Constructive dismissal claims often follow a resignation where the employee claims they were forced to resign or had no option but to resign.  If an employee claims that they were constructively dismissed, the onus is on them to establish they have been dismissed.

There are various kinds of pressure that can turn a resignation into a dismissal.  These can include the classic “resign or you will be fired” ultimatum, deliberate conduct to force a resignation and a breach of duty leading to a resignation.

Deliberate conduct might include such things as asking an employee to look for other employment or setting out to make the employee so uncomfortable in the role, with the aim of getting them to resign.

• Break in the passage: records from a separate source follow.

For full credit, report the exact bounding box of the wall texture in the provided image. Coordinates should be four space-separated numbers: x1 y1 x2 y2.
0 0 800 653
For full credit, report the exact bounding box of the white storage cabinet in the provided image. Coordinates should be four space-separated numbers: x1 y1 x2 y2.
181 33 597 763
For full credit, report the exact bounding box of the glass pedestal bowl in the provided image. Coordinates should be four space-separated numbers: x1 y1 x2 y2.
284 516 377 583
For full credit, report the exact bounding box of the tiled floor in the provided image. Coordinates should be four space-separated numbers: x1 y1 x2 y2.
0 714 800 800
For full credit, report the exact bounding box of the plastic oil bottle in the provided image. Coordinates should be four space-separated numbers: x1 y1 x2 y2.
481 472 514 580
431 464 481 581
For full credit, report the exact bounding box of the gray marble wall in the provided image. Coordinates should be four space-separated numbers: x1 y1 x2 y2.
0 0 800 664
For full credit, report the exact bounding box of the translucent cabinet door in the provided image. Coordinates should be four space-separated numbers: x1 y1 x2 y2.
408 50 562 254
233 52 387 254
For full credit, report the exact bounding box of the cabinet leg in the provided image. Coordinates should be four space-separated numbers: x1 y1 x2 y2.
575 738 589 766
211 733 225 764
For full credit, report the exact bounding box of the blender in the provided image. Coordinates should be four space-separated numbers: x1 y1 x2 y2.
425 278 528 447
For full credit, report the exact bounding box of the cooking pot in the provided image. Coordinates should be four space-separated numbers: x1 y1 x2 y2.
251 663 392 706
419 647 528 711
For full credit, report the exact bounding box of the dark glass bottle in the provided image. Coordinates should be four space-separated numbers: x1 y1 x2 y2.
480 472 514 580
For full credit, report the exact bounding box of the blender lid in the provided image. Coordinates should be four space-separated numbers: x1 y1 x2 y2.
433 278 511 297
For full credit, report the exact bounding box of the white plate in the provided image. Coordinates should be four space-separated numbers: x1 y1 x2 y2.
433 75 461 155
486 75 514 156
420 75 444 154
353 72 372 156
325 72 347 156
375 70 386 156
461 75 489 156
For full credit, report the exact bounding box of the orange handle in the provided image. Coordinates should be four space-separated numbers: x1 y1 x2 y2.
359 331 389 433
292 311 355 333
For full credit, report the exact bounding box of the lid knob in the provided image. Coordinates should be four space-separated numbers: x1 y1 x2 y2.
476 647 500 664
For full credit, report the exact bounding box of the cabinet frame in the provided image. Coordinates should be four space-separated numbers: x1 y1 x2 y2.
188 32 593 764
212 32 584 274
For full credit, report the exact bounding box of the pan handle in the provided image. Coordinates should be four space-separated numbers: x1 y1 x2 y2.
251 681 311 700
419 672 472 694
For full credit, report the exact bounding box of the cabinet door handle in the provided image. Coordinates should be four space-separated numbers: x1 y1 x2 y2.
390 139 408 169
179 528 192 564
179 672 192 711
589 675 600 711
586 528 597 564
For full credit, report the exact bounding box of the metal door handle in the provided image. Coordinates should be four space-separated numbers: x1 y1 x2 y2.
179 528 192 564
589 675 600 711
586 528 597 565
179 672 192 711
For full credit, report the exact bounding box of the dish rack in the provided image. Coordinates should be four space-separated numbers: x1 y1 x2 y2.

A breach of duty leading to a resignation could include failing to pay the employee, failing to provide a safe workplace, failing to provide appropriate work for the employee, changing the hours of work in breach of the terms of employment or insisting on a new agreement being signed which disadvantages the employee (these are only examples and the possible causes will be many and varied).

The causes of resignation can be built up over time until there is a “final straw” which triggers the resignation.  The final straw does not have to be as serious as the earlier steps, but it does have to be a breach of duty and not be of a trivial nature.

The test is “but for” the employer’s conduct the employee would not have resigned.  If the employer conducts itself in a way that is designed or likely to damage or destroy the trust and confidence between the employee and employer, that will amount to constructive dismissal, if it causes the resignation and it is reasonably foreseeable the employee would likely resign.

If the actions that lead to the resignation come from other employees and not the employer, it will not be a constructive dismissal e.g. if an employee resigns due to bullying by co-workers that is not the employer’s behaviour.  However, if the employee complained to the employer about the bullying and the employer failed to deal with the situation or was dismissive of the employee’s concerns without a proper investigation, that could amount to a constructive dismissal.

If the resignation is held to be a constructive dismissal, the dismissal will be unjustified as the employer will have failed to carry out a fair process to dismiss.

An employee who resigns during a disciplinary process might be able to claim constructive dismissal if the necessary behaviour of the employer exists e.g. an ultimatum to resign, deliberate conduct to force a resignation or a breach of process that leads the employee to resign.

An employer can take the heat out of a threatened constructive dismissal by addressing the employee’s concerns through a fair investigation of the employee’s allegations and reaching a conclusion a reasonable employer could make in the circumstances.